I’ve lived in Montana close to three decades and had never experienced some of what I saw last week, and I’m so thankful for the opportunity. My sister Joan, a sound editor, came along and did the recording — audio, video, still images, — which freed me up to take care of the planning, the talking, and much of the driving. Her expertise will certainly become obvious when I am able to assemble some of the recordings into course materials, because the quality will be excellent.
On Monday1 we spent the afternoon driving all around the Crow Reservation with my language partner there. We visited their gorgeous new dance arbor. All three of us pressed our noses against the wood and smelled of it, gorgeous to look at and to inhale. We saw the camp that our friend sets up each year for Crow Fair, and then drove way out to Okabeh, a dammed spot on the Bighorn River. We spun back to Billings from there and after twelve hours in the car, I was finally able to stretch out in a hotel room.
Tuesday we looped northeast through badlands and prairie toward the Fort Peck Reservation. The only thing as constant as the wind were the grasshoppers which, by the end of the trip, had pasted themselves across the front of my vehicle in what can only be described as a car bra. How unfortunate. I confess, though, I wildly underestimated eastern Montana, at least the I-94—>Terry—>Wolf Point portion that I saw.
We crossed the Missouri River and met our Nakoda language partner in her classroom in Wolf Point. We recorded a little, but the wind singing to us under the door was persistent. “Welcome to the HiLine,” our friend said with a shrug. I was told to stay at the Cottonwood Inn in Glasgow, a ways west of Wolf Point, so after a bit, we pointed the car that direction in search of dinner and our hotel.
In the morning we nabbed some coffee at The Loaded Toad and were approached by a reporter for Montana PBS, because Joan goes nowhere without her gear on her head/around her neck/in her hand, and this attracts attention. The reporter happened to be in Glasgow because of a hereditary ice cream truck situation; that’s all I know, people. You’ll have to look it up.

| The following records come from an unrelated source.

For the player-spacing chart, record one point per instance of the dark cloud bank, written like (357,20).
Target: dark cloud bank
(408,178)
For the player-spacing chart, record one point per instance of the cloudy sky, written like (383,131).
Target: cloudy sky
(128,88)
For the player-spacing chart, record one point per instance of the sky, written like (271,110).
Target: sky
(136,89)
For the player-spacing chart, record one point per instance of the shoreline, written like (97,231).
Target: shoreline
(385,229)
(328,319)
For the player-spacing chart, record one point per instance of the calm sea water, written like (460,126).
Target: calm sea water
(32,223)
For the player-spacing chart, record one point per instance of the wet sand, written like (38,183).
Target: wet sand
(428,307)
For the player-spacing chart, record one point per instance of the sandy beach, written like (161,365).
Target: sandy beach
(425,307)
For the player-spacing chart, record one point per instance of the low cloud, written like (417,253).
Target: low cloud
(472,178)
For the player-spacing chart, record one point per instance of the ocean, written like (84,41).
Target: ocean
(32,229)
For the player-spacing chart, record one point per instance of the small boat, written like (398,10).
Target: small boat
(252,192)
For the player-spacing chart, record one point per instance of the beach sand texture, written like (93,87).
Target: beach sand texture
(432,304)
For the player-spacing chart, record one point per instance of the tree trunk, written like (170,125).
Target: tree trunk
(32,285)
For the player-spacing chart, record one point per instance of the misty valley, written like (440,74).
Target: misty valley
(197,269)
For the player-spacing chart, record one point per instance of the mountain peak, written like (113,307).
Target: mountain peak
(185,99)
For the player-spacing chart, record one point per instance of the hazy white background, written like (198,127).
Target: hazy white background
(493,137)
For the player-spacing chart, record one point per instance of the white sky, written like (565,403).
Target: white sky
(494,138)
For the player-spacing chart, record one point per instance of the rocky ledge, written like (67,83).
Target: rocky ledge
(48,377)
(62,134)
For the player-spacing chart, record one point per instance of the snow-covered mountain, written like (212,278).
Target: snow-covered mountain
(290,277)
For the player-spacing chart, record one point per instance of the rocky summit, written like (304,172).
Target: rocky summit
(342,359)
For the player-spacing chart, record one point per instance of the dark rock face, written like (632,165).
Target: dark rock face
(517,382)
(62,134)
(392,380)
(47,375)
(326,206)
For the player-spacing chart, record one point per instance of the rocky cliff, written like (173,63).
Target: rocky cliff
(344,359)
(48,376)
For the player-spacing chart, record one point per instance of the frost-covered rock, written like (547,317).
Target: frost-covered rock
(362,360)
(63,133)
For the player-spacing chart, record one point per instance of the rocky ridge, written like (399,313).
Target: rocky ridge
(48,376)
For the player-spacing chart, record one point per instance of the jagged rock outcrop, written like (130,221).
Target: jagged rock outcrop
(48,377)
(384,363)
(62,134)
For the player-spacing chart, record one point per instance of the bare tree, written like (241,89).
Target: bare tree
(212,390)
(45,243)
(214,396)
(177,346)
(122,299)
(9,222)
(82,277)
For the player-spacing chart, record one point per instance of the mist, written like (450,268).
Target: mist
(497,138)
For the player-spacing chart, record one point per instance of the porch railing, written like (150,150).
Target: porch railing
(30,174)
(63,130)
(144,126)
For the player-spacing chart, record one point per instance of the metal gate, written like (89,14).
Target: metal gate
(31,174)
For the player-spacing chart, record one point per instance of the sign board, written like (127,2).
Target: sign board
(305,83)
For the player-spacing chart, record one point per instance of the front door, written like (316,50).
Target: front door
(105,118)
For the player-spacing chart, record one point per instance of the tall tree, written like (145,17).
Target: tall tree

Wednesday, friends…this was the epic-est part of the epic. We met our friends in Poplar at their office, and please know that the air conditioning had gone out overnight. It was 95° or greater. And you can’t record with fans running. So. We did a lot of recording in an airless room under dire sweating conditions, working with both our Nakoda partner and our Dakota partner, as I am creating course modules for both languages.
After lunch our friends took us all around the Poplar portion of the reservation. We met the tribal council, interviewed the chairman, visited the stunningly beautiful wellness center, met everybody’s mom,2 saw the powwow grounds, and were deposited back at our car around four-thirty with instructions to return to the wellness center at 8 am for an interview with the director. We drove the hour back to the Cottonwood, located a surprisingly tasty dinner, and were punchy well before bedtime. 5:30 am came too early though, that’s sure enough.
After our trek east to Poplar and a quick visit with our friends at their office one last time, we said good-bye and drove west to the Ft. Belknap Reservation and traversed it north to south. Mostly flat Montana 66 began rollicking a bit, then rose the Little Rockies near Hays: beautiful, surprising.
That night, a stayover in cabins just north of the Upper Missouri River Breaks brought a storm and double rainbow, singing crickets, and needed sleep. The next afternoon, after 1810 miles and the gathering sense that what I’m doing might make a difference, I pulled into the carport and breathed deeply of home.
Long-day driving notes: I left Missoula at 6 am on Monday, picked up Joan in Billings around lunch and drove to Crow, about an hour away. Drove all over Crow and back to Billings. Day two: from Billings to Wolf Point is about 4.5 hours if you don’t take a gravel cutoff that a rancher decided to fence off two miles before it rejoined the main road. Glasgow to Poplar, which we drove four times, is an hour. Day four: Poplar to our cabins was about 5 hours. Day five: cabins to Missoula, six hours. I hear there’s a puddle jumper from Billings to Wolf Point…
Not an exaggeration - our two language partners took us to meet their families.
That last line ✨💛
Anna! The ice cream truck in Glasgow would be Dan Taylor Family I am sure of it! It was my childhood dream to own it. Thus the need for my snowcone trailer I built during Covid.
FYI. You’d be proud of my Taylor. She has been teaching music in Box Elder since February. She loves it there. She made it!